Web-scraping with Python and Introduction to text data with Python
in partnership with NCRM
This course provides the foundations for you to understand, execute and communicate text data analysis in a widely recognised software platform that was built for data analysis. Specifically, it will introduce additional skills using the Python programming language and requires prior introductory experience with Python. 
The University of Exeter Q-Step Centre workshop | |
---|---|
Date | 24 - 25 April 2024 |
Place | Clayden Computational Lab |
Provider | The University of Exeter Q-Step Centre |
Event details
This practical-based face to face session will be delivered over two days and will provide you with both the technical programming skills and understanding of data science techniques that you will need to research pre-existing and novel social-political and economic issues and the kind of transferable skills that are currently in demand in the job market.
Text data surrounds us in our lives and comes in different shapes and sizes, e.g. newspaper articles, tweets, product reviews, song lyrics, etc. While it might seem at first glance that this information can hardly be summarized and compared, certain computational techniques allow extracting meaningful information from text data. This course provides the foundations for you to understand, execute and communicate text data analysis in a widely recognised software platform that was built for data analysis
Specifically, it will introduce additional skills using the Python programming language and requires prior introductory experience with Python. 
Requirements:
This training can be standalone with prior Python experience or as a follow on from Introduction to Python and Python for Data Analysis on 22nd and 23rd April 2024
Find out more here
Day 3: Web scraping with Python
- Introduction to Google Colab (students need a functioning gmail/google account they can log into)

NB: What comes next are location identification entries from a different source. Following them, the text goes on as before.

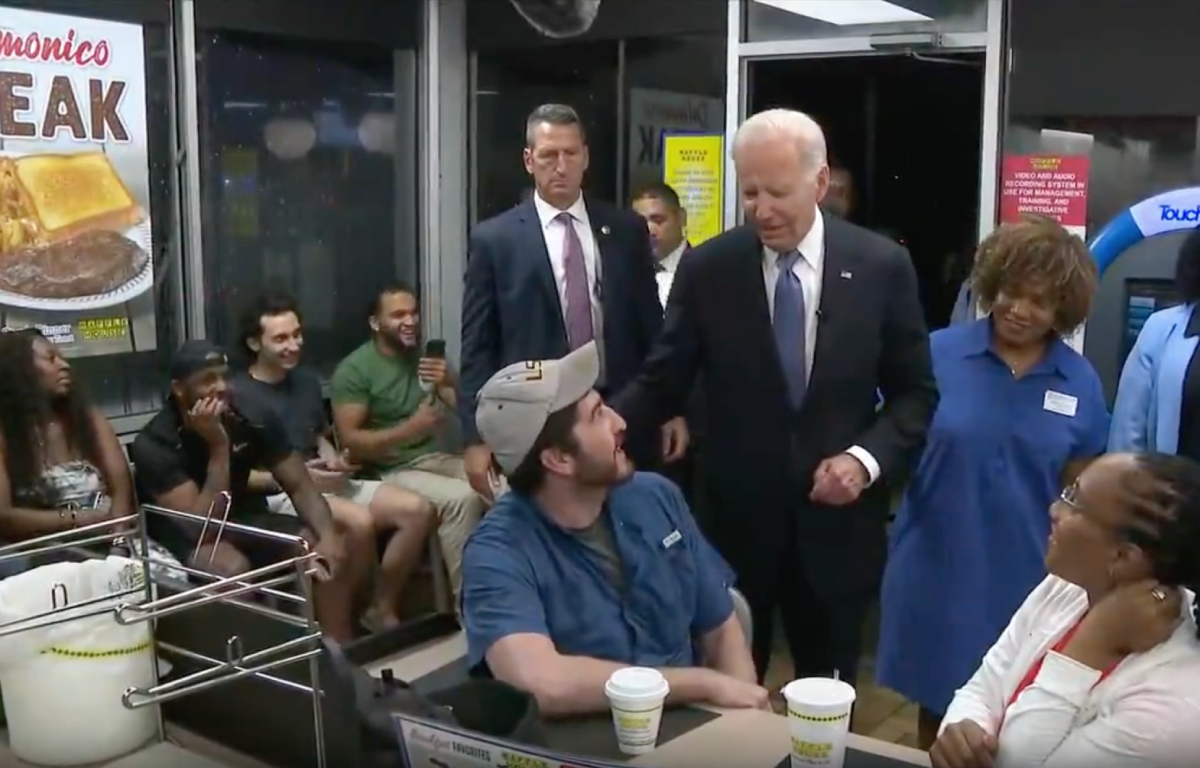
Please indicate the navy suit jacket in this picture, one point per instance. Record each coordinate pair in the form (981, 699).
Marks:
(511, 309)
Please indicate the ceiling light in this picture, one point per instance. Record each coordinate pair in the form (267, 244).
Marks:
(849, 12)
(289, 138)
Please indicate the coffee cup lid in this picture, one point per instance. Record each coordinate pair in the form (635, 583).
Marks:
(820, 691)
(636, 683)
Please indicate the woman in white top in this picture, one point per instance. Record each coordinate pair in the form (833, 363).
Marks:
(1101, 666)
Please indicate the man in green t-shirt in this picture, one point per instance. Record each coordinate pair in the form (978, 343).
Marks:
(389, 403)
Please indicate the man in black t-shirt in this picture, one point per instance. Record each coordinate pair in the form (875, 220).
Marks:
(199, 447)
(276, 382)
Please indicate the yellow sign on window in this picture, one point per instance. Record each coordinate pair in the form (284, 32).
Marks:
(694, 166)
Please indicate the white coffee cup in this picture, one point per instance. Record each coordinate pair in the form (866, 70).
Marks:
(636, 696)
(819, 719)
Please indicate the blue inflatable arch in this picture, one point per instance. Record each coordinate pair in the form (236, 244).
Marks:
(1169, 211)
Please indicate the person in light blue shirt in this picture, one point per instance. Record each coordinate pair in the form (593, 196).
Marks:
(1158, 399)
(1020, 415)
(586, 567)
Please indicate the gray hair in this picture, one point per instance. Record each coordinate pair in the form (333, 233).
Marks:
(796, 125)
(552, 114)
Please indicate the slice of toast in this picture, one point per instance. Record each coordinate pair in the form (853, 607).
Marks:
(69, 195)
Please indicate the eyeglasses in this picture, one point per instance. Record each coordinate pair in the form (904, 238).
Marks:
(1069, 496)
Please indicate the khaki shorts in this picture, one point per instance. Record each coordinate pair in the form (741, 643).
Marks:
(357, 491)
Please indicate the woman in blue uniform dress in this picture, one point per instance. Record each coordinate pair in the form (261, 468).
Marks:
(1020, 414)
(1158, 399)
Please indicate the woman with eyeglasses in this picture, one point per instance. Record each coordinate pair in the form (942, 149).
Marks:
(1020, 413)
(1101, 666)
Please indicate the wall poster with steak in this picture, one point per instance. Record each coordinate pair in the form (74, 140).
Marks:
(76, 243)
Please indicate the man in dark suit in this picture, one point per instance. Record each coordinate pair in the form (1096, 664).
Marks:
(551, 275)
(659, 204)
(796, 322)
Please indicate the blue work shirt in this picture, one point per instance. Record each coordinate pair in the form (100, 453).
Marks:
(521, 573)
(970, 539)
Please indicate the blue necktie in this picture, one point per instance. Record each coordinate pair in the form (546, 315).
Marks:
(790, 324)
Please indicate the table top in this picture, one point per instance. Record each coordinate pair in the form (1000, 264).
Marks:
(761, 738)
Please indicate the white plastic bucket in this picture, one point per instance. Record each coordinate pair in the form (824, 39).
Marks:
(63, 684)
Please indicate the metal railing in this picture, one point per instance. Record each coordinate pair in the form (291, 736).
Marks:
(237, 591)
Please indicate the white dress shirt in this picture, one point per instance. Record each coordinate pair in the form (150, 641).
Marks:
(1145, 714)
(810, 270)
(553, 233)
(665, 273)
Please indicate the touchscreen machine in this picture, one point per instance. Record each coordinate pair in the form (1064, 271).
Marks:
(1135, 255)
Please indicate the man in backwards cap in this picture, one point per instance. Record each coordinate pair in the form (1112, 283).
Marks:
(198, 448)
(587, 567)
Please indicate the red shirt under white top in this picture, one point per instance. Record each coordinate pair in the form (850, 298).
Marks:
(1048, 709)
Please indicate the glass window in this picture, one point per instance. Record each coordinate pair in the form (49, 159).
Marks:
(307, 179)
(672, 84)
(510, 84)
(132, 382)
(784, 19)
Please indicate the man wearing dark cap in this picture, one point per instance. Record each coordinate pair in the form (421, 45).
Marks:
(201, 447)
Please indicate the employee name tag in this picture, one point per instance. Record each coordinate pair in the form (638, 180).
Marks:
(1060, 403)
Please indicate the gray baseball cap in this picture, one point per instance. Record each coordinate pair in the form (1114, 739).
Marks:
(514, 405)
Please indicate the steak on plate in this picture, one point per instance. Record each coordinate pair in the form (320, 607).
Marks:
(85, 265)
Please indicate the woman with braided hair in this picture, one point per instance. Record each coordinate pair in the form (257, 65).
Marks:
(1102, 664)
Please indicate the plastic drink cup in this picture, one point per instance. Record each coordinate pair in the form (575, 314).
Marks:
(819, 720)
(636, 696)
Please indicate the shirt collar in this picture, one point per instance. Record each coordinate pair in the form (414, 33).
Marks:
(978, 342)
(547, 213)
(811, 246)
(671, 261)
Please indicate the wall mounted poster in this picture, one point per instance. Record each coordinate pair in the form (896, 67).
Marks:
(76, 244)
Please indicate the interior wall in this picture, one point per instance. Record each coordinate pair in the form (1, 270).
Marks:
(1104, 57)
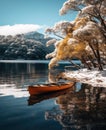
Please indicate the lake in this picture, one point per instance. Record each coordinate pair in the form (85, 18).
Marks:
(82, 107)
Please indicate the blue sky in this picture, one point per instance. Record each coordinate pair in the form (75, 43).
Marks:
(40, 12)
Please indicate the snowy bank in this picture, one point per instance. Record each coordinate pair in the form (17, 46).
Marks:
(94, 77)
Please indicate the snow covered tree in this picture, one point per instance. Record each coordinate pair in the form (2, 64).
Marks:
(84, 38)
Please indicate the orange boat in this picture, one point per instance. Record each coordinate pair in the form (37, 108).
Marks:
(46, 88)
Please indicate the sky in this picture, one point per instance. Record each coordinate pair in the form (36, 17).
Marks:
(42, 13)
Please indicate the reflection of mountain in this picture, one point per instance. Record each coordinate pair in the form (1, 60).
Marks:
(85, 109)
(22, 73)
(24, 46)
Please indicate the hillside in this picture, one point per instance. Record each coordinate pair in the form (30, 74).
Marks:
(29, 46)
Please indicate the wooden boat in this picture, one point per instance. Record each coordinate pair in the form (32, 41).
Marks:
(46, 88)
(33, 99)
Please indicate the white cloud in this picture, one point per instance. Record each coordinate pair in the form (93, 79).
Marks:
(18, 29)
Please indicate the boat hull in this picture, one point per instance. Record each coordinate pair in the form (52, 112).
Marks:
(47, 89)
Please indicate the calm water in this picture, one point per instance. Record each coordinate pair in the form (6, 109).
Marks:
(82, 107)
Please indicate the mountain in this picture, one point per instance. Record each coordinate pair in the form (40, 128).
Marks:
(29, 46)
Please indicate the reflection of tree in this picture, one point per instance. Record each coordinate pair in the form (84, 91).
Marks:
(85, 109)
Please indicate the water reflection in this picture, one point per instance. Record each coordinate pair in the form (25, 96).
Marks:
(84, 109)
(22, 74)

- Pandas dataframes and uploading external data to Colab
- How to scrape a web page and extract text with Beautiful Soup
- How to analyse and visualise text content using the Seaborn library
Day 4: Introduction to Text Data with Python
- Text preprocessing
- Bag of words modelling and count vectorizer
- Lexicon based sentiment analysis using spacy
- Comparative visualisation
The workshop will include refreshments at 09.30 for 10am start, with lunch provided, concluding at 16.00. The duration of sessions may vary day to day with the overall format being a mix of lectures, demonstrations and practical exercises.